Opinion
Civil Action No. 19-1431
09-24-2020
ORDER
AND NOW, this 24th day of September, 2020, upon consideration of Defendant's Motion for Summary Judgment (Doc. No. 12) filed in the above-captioned matter on April 6, 2020,
IT IS HEREBY ORDERED that said Motion is DENIED.
AND, further, upon consideration of Plaintiff's Motion for Summary Judgment (Doc. No. 8) filed in the above-captioned matter on February 5, 2020,
IT IS HEREBY ORDERED that said Motion is GRANTED IN PART and DENIED IN PART. Specifically, Plaintiff's Motion is granted to the extent that it seeks a remand to the Commissioner of Social Security ("Commissioner") for further evaluation as set forth below and denied in all other respects. Accordingly, this matter is hereby remanded to the Commissioner for further evaluation under sentence four of 42 U.S.C. § 405(g) in light of this Order.
I. Background
Plaintiff Christina Davis protectively filed a claim for Disability Insurance Benefits under Title II of the Social Security Act (the "Act"), 42 U.S.C. §§ 401-434, and for Supplemental Security Income under Title XVI of the Act, 42 U.S.C. §§ 1381-1383f, effective June 30, 2016, claiming that she became disabled on August 20, 2014, due to depression, bipolar condition, and anxiety. (R. 21, 174-80, 181-89, 217). After being denied initially on October 25, 2016, Plaintiff sought, and obtained, a hearing before an Administrative Law Judge ("ALJ") on September 6, 2018. (R. 106-10, 111-14, 116-17, 39-81). In a decision dated November 29, 2018, the ALJ denied Plaintiff's request for benefits. (R. 21-34). The Appeals Council declined to review the ALJ's decision on September 18, 2019. (R. 1-4). Plaintiff filed a timely appeal with this Court, and the parties have filed cross-motions for summary judgment.
II. Standard of Review
Judicial review of a social security case is based upon the pleadings and the transcript of the record. See 42 U.S.C. § 405(g). The scope of review is limited to determining whether the Commissioner applied the correct legal standards and whether the record, as a whole, contains substantial evidence to support the Commissioner's findings of fact. See Matthews v. Apfel, 239 F.3d 589, 592 (3d Cir. 2001) (noting that "'[t]he findings of the Commissioner of Social Security as to any fact, if supported by substantial evidence, shall be conclusive'" (quoting 42 U.S.C. § 405(g))); Schaudeck v. Comm'r of Soc. Sec. Admin., 181 F.3d 429, 431 (3d Cir. 1999) (stating that the court has plenary review of all legal issues, and reviews the ALJ's findings of fact to determine whether they are supported by substantial evidence).

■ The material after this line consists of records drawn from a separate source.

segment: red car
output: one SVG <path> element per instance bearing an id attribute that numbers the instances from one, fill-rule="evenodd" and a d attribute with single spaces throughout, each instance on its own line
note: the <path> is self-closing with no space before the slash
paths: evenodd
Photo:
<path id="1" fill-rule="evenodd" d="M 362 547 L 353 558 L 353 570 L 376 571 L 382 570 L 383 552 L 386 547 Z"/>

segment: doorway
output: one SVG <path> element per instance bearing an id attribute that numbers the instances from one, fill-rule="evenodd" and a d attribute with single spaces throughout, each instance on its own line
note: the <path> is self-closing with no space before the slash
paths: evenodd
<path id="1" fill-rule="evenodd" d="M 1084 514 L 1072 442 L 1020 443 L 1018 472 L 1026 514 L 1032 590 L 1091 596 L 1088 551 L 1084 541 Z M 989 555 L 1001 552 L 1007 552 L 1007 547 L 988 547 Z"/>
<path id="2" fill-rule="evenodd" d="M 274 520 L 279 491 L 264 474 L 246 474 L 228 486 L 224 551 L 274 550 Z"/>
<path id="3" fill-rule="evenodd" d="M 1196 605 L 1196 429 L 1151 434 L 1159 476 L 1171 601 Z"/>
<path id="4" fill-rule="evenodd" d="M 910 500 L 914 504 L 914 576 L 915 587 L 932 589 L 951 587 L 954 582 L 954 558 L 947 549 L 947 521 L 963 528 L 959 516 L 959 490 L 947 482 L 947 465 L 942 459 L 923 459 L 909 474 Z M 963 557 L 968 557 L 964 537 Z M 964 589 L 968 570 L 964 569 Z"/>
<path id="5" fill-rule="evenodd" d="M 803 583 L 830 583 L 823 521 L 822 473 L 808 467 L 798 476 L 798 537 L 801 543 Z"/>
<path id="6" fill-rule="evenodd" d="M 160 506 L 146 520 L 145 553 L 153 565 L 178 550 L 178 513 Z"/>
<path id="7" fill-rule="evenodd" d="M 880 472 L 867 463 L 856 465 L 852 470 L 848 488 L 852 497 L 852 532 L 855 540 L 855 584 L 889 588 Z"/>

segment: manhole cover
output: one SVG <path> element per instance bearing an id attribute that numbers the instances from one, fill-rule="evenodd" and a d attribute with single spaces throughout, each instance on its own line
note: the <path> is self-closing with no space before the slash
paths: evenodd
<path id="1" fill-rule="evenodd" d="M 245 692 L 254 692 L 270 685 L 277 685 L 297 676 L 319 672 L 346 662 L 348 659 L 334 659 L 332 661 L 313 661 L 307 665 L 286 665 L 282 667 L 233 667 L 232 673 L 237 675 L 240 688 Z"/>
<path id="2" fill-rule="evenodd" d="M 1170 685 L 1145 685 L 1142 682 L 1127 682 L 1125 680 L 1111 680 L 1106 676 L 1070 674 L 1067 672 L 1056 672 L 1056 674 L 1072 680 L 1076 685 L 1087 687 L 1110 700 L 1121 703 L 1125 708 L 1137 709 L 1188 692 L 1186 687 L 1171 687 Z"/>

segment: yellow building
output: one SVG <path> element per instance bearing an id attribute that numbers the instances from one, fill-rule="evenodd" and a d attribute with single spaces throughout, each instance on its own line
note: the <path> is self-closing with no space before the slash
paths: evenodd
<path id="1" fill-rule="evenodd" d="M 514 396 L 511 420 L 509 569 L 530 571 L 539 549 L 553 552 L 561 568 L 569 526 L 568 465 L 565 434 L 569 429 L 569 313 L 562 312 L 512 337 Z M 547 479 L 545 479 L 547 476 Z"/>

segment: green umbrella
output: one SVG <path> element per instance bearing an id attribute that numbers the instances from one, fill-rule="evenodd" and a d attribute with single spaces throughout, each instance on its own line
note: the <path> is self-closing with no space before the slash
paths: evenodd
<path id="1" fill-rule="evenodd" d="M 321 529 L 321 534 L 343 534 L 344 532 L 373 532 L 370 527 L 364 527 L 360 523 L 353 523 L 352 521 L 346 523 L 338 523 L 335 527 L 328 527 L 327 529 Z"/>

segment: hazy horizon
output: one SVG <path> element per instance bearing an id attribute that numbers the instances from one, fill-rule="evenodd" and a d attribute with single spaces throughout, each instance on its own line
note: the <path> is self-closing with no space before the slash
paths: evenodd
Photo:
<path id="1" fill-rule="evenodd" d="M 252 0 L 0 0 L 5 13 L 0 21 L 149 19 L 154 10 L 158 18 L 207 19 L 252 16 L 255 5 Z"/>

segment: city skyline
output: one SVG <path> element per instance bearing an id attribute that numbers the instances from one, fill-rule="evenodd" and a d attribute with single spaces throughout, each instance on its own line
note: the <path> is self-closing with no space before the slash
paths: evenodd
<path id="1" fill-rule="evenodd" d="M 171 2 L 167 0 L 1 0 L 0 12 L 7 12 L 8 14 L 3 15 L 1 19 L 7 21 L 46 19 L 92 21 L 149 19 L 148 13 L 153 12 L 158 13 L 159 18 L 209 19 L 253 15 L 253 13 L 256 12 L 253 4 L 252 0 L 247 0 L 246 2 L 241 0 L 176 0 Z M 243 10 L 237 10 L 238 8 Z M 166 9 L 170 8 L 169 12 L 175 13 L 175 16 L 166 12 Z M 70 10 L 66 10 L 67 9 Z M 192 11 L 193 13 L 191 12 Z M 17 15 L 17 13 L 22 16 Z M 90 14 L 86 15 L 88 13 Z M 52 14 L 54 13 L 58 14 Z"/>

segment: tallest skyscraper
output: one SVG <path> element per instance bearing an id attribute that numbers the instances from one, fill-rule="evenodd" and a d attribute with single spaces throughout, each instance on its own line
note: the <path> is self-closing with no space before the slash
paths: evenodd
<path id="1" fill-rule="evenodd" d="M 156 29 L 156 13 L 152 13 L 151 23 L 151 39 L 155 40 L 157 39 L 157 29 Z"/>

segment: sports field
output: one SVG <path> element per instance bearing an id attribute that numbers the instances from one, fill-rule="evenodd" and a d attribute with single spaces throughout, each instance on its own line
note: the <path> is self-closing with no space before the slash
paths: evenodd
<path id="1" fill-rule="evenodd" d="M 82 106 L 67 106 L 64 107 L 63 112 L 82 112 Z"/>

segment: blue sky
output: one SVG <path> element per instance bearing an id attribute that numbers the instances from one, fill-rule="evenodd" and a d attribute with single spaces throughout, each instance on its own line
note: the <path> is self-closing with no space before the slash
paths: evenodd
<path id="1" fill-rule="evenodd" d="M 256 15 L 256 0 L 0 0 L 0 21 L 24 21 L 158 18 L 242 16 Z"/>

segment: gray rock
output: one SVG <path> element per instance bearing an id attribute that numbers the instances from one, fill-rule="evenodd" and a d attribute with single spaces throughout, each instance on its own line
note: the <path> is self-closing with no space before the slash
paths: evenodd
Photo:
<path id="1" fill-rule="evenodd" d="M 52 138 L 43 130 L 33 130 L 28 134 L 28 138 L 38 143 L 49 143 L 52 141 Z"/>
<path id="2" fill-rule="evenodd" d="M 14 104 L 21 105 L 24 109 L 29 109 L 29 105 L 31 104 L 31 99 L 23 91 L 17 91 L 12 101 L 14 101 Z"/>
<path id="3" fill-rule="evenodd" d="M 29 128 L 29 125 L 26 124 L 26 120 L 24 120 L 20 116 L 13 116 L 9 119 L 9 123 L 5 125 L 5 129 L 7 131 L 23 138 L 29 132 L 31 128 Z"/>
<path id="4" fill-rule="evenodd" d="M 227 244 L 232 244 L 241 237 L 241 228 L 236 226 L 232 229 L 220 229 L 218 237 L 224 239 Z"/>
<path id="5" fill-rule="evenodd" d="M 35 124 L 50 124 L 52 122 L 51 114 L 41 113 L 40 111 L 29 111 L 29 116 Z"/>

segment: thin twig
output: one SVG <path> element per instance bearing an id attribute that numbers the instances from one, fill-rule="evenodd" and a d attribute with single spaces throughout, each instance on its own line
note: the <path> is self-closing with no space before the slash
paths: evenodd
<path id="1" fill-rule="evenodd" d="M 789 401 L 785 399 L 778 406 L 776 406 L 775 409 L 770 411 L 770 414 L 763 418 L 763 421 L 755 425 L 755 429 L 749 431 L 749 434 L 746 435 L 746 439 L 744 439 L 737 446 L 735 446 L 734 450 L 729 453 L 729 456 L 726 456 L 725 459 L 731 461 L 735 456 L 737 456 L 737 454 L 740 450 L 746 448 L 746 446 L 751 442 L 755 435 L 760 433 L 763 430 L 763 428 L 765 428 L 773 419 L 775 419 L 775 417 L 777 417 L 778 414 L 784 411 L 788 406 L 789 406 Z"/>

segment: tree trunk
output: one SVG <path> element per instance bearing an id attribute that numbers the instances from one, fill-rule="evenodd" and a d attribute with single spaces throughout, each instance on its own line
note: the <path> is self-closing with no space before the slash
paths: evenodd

"Substantial evidence" is defined as "'more than a mere scintilla. It means such relevant evidence as a reasonable mind might accept as adequate'" to support a conclusion. Plummer v. Apfel, 186 F.3d 422, 427 (3d Cir. 1999) (quoting Ventura v. Shalala, 55 F.3d 900, 901 (3d Cir. 1995)). However, a "'single piece of evidence will not satisfy the substantiality test if the [Commissioner] ignores, or fails to resolve, a conflict created by countervailing evidence.'" Morales v. Apfel, 225 F.3d 310, 317 (3d Cir. 2000) (quoting Kent v. Schweiker, 710 F.2d 110, 114 (3d Cir. 1983)). "'Nor is evidence substantial if it is overwhelmed by other evidence—particularly certain types of evidence (e.g., that offered by treating physicians)—or if it really constitutes not evidence but mere conclusion.'" Id.
A disability is established when the claimant can demonstrate some medically determinable basis for an impairment that prevents him or her from engaging in any substantial gainful activity for a statutory twelve-month period. See Fargnoli v. Massanari, 247 F.3d 34, 38-39 (3d Cir. 2001). "A claimant is considered unable to engage in any substantial gainful activity 'only if his physical or mental impairment or impairments are of such severity that he is not only unable to do his previous work but cannot, considering his age, education, and work experience, engage in any other kind of substantial gainful work which exists in the national economy . . . .'" Id. at 39 (quoting 42 U.S.C. § 423(d)(2)(A)).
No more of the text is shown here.